La lógica del ahorro es fácil de entender: una parte de la electricidad que consume el usuario procede de una instalación solar cercana, a 5km, y se descuenta en la factura. En el caso de Visalia, ese ahorro se plantea como un descuento directo: un 2% inicial desde la adhesión y un 10% permanente, sí de por vida, una vez que la distribuidora activa el punto de suministro como consumidor asociado al autoconsumo colectivo (barrio solar).

En un ejemplo práctico, una factura habitual de 80 euros al mes y una cuota de suscripción de 10 euros podría traducirse en una reducción del recibo eléctrico de 35 euros, con un ahorro neto de 25 euros mensuales.

El requisito más importante es la cercanía. Puedes comprobar aquí si tu zona tiene un barrio solar cerca y puedes sumarte. Para formar parte de un barrio solar, la vivienda, comercio o negocio debe estar dentro del radio permitido de una instalación fotovoltaica. Ese radio se sitúa en torno a los cinco kilómetros. Además, debe haber plazas disponibles, porque cada instalación tiene una capacidad limitada. Tampoco hay que hacer cambios en la instalación eléctrica de la vivienda o del local.

Del tejado propio al barrio compartido

La diferencia frente al autoconsumo tradicional está en quién invierte y quién gestiona. En una instalación individual, el propietario paga los paneles, asume la obra, tramita permisos y se ocupa del mantenimiento. En un barrio solar, la instalación pertenece al promotor, que se encarga de financiarla, operarla y mantenerla. El usuario se limita a contratar el servicio y beneficiarse de la energía compartida.

Visalia es uno de los operadores que está impulsando este modelo en España. La compañía gestiona alrededor de 300 comunidades solares de generación distribuida, cerca de un tercio de los barrios solares del país.

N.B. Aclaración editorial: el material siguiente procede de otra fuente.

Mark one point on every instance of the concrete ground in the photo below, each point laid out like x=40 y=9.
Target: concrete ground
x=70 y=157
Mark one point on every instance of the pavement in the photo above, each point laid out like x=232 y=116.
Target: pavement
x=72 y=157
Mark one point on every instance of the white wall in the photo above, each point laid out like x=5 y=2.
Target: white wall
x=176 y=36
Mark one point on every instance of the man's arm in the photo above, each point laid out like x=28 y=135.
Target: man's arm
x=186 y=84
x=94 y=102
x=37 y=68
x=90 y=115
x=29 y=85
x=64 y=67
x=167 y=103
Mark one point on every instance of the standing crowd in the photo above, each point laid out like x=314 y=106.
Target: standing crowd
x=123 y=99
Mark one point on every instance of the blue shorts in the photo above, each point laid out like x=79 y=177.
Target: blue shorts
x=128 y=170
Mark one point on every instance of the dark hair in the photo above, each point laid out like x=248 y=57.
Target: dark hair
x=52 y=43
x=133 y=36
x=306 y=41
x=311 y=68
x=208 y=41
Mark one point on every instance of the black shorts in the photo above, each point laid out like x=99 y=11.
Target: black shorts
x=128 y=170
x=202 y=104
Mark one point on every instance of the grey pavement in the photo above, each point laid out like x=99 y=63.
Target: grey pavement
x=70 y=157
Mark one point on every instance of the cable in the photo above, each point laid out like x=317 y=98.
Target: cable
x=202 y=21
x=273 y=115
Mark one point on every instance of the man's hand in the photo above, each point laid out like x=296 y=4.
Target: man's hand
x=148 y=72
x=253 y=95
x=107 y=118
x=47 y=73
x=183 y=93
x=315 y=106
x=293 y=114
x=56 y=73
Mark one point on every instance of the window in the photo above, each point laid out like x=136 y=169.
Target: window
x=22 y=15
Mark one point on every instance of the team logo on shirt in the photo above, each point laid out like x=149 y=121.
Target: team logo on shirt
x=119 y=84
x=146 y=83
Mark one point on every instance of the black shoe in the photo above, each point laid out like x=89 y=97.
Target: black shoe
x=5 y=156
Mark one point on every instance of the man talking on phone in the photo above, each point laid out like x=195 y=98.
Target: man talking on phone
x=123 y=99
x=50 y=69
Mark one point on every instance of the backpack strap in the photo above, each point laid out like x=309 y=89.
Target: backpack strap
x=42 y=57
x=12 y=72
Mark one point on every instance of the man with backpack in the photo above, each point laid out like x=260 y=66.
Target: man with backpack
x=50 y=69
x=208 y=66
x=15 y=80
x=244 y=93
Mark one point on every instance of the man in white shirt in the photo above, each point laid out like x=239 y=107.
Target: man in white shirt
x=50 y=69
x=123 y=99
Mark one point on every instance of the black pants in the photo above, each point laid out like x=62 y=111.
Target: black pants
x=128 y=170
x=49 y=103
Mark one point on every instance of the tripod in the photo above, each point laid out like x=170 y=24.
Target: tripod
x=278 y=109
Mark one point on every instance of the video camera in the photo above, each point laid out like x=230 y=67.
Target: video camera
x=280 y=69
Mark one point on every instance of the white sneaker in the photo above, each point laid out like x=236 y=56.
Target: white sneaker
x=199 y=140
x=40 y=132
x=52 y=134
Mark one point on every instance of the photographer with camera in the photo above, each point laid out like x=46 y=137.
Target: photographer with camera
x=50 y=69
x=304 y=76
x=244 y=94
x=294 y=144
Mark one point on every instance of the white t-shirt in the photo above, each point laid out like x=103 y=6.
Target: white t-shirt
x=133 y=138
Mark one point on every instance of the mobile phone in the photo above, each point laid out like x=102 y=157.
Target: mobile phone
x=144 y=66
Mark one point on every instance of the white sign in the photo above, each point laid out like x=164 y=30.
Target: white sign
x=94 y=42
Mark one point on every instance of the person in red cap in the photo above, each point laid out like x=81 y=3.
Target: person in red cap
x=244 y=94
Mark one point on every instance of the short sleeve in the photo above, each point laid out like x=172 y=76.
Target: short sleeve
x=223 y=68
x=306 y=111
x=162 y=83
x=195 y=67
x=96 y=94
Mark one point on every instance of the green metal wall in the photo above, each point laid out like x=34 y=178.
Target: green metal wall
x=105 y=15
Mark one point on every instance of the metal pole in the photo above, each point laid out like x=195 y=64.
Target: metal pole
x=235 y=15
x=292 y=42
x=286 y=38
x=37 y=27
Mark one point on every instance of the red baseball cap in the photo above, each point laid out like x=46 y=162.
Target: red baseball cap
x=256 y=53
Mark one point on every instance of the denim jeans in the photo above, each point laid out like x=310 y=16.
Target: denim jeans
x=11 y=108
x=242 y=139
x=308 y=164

La compañía ha incorporado 265 comunidades solares ya construidas en 26 provincias con alta irradiación solar. Destacan Jaén, con 42; Badajoz, con 32; Sevilla, con 31; Córdoba, con 26; Murcia, con 26; y Cáceres, con 19. Otras 90 comunidades se reparten por 19 provincias, entre ellas Granada, Toledo, Cádiz, Málaga y Madrid. Un total de 30 MW instalados que producen más de 44 GWh/año.

Más allá de las cifras, el interés de los barrios solares está en su lectura cotidiana. No prometen resolver por sí solos todos los retos del sistema eléctrico, pero sí acercan la transición energética a la calle. La hacen más comprensible, más práctica, mucho más económica y sobre todo más accesible porque la energía no debe ser solo para unos pocos.